Darauf hoffte man auch in dem Pflegeheim in Tettnang, in dem der frühere Weihbischof der Diözese Rottenburg Stuttgart, der Stuttgarter Franz Josef Kuhnle, am Montag seinen 94sten beging. Doch es kam noch etwas Unerwartetes dazu.

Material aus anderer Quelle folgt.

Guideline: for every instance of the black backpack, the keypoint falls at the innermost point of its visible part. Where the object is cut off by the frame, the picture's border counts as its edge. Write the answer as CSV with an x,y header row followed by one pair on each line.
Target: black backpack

Und alle im Haus hatten je nach noch vorhandener Aufnahmefähigkeit ihre Freude daran. Denn Freunde des früher an vielen Stationen im Land tätigen und umgänglich-kontaktfreudigen Kirchenmannes ließen sich etwas einfallen. Das Besuchsverbot wegen Corona muss doch etwas gelockert werden können, ohne selber in das Haus zu kommen. Die inzwischen ebenfalls ergrauten oder kahl geworden früheren Vikare des Jubilars in Künzelsau und Stuttgart (Fidelis), wo Kuhnle vor seiner Weihe zum Bischof Pfarrer war, versammelten also weitere Freunde aus dem Bodenseeraum. Vor dem von außen zugänglichen Balkon des Pflegeheims sangen sie als ein gemischter Männer- und Frauenchor ein veritables und kräftiges Ständchen zum Geburtstag. Die Rührung bei Bewohnern und Personal und beim Gefeierten selber war unübersehbar. Die Sänger kamen von den Ufern des Bodensees, aus Wangen und aus Ravensburg, stellvertretend für die vielen Freunde des Bischofs aus seiner Tätigkeit in der ganzen Diözese.
In Ravensburg-Oberzell war Kuhnle seit 1997 bis 2018 nominell als Ruheständler, aber praktisch als „Vikar“noch einmal voll in die Gemeindeseelsorge eingestiegen. Seine erste Station 1991 nach seinem Abschied aus der Rottenburger Kirchenleitung waren Schwarzenbach und Roggenzell bei Wangen. Dort war er, was noch ziemlich ungewöhnlich in der Kirche für einen Bischof war, nach Naturell und Engagement auf Gemeindeebene wieder bis zum „Ruhestand“1997 als „gewöhnlicher“Pfarrer tätig.